Kaspersky researchers discovered an unofficial WhatsApp Android application named ‘YoWhatsApp’ that steals access keys for users’ accounts.
Mod apps are advertised as unofficial versions of legitimate apps that have features that the official one does not supports. YoWhatsApp is a fully working messenger with supports additional features, such as customizing the interface or blocking access to individual chats.
The tainted WhatsApp version asks for the same permissions as the original messenger app, such as access to SMS.
“To use the WhatsApp mod, users need to log in to their account of the legitimate app. However, along with all the new features, users also receive the Triada Trojan. Having infected the victim, attackers download and run malicious payloads on their device, as well as get hold of the keys to their account on the official WhatsApp app.” reported Kaspersky. “Along with the permissions needed for WhatsApp to work properly, this gives them the ability to steal accounts and get money from victims by signing them up for paid subscriptions that they are not even aware of.”
This mod delivers the Triada Trojan, which can drop other malicious payloads, issue paid subscriptions, and even steal WhatsApp accounts. According to Kaspersky, more than 3,600 users have been targeted in the last two months.
The YoWhatsApp Android app was advertised in the official Snaptube app.
The experts also found the malicious app build into the popular Vidmate mobile app, which is designed to save and watch videos from YouTube.

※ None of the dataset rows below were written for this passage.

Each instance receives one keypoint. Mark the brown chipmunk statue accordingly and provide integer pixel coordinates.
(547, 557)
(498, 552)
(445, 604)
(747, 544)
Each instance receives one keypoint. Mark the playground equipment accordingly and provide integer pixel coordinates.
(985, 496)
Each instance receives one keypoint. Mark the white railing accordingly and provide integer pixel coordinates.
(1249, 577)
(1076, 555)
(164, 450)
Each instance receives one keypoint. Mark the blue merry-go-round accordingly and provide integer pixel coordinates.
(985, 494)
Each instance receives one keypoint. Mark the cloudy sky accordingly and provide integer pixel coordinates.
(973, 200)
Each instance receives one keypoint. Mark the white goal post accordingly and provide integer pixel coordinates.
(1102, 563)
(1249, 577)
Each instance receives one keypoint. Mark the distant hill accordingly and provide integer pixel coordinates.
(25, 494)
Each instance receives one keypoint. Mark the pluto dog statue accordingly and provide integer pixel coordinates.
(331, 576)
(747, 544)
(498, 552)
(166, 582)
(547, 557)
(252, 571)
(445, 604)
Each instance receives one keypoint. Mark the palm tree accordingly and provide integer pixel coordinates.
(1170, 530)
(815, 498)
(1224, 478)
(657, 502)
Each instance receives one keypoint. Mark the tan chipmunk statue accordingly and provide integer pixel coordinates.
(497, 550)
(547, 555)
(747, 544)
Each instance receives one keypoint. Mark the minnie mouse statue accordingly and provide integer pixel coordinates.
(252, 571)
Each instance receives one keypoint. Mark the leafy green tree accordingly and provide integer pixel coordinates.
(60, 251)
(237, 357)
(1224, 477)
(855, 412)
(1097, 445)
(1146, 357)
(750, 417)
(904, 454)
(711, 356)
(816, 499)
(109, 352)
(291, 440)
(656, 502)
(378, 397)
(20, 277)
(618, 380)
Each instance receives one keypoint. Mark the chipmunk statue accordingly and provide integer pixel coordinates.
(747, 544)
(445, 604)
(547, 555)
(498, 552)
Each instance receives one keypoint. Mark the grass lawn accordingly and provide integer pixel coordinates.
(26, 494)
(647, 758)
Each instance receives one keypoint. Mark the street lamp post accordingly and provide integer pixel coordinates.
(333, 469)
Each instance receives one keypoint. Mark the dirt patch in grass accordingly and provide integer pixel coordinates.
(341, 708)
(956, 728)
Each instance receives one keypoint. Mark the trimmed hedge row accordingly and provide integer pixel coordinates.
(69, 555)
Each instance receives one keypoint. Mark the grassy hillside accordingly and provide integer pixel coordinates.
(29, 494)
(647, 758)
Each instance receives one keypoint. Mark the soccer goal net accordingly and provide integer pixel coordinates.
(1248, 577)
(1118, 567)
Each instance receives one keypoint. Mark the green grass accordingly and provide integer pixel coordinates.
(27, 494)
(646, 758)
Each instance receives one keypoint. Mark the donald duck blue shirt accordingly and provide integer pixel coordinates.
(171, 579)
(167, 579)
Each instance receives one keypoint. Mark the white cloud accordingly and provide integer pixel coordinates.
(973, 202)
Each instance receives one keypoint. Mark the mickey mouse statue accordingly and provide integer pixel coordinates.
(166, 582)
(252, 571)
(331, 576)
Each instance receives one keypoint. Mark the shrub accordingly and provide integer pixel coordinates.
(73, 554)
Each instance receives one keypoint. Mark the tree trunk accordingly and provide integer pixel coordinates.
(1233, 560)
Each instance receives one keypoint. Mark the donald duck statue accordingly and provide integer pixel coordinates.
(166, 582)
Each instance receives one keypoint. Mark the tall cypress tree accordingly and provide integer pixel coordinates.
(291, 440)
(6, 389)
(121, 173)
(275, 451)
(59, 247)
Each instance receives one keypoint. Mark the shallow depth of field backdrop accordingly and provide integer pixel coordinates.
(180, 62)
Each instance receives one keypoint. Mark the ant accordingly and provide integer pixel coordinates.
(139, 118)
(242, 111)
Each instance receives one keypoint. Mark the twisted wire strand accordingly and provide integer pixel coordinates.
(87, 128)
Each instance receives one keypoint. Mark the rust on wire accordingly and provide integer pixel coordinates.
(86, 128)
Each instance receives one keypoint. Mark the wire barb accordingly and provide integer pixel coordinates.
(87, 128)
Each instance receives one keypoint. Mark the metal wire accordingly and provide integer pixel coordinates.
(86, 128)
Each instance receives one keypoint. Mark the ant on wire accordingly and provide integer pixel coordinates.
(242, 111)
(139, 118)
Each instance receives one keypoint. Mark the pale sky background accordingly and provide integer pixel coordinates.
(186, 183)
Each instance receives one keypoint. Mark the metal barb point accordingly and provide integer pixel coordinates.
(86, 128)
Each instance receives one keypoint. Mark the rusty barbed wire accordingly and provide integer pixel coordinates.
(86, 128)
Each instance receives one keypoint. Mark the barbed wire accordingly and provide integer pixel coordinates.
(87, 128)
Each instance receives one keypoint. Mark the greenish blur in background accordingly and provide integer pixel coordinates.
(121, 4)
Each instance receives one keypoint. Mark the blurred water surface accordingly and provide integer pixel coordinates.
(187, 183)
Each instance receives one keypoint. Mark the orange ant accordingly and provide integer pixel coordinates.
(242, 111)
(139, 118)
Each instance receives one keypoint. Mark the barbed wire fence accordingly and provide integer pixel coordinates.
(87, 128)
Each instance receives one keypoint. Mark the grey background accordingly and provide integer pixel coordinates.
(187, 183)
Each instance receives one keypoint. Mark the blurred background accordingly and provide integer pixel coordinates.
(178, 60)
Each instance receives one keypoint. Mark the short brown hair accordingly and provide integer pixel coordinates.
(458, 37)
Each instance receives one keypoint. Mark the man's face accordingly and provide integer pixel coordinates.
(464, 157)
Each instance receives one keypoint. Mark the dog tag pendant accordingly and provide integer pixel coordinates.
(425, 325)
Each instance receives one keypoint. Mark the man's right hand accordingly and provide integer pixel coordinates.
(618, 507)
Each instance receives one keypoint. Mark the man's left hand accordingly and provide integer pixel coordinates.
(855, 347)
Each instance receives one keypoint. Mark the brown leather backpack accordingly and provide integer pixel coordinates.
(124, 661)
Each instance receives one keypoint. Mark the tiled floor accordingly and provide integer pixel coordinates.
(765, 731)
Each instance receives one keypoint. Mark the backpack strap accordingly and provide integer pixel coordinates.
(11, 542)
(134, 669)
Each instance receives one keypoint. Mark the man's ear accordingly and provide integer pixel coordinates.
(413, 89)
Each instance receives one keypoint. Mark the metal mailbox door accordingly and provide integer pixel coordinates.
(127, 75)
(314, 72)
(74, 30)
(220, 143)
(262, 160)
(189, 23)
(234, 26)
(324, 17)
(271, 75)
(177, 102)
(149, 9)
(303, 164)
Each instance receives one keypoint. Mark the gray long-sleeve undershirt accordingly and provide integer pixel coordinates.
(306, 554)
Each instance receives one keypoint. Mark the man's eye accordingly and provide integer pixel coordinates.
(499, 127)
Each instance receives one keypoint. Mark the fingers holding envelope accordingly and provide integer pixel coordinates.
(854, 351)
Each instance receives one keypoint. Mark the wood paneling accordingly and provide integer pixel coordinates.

Unlike Snaptube, the malicious build was uploaded to the internal store, which is part of Vidmate
Kaspersky researchers reported that YoWhatsApp v18.104.22.168 steals WhatsApp keys, allowing threat actors to take over users’ accounts.
In 2021, Kaspersky spotted another modified version of WhatsApp for Android, which was offering extra features, but that was used to deliver Triada Trojan.
The modified version is called FMWhatsapp 16.80.0.
The experts also discovered the adv for software development kit (SDK) that included the downloader for the malicious payload.
The FMWhatsapp was designed to gather unique device identifiers (Device IDs, Subscriber IDs, MAC addresses) and the name of the app package where they’re deployed.
To stay safe, the researchers recommend:
“Cybercriminals are increasingly using the power of legitimate software to distribute malicious apps. This means that users who choose popular apps and official installation sources, may still fall victim to them. In particular, malware like Triada can steal an IM account, and for example, use it to send unsolicited messages, including malicious spam.” concludes Kaspersky. “The user’s money is also at risk, as the malware can easily set up paid subscriptions for the victim.”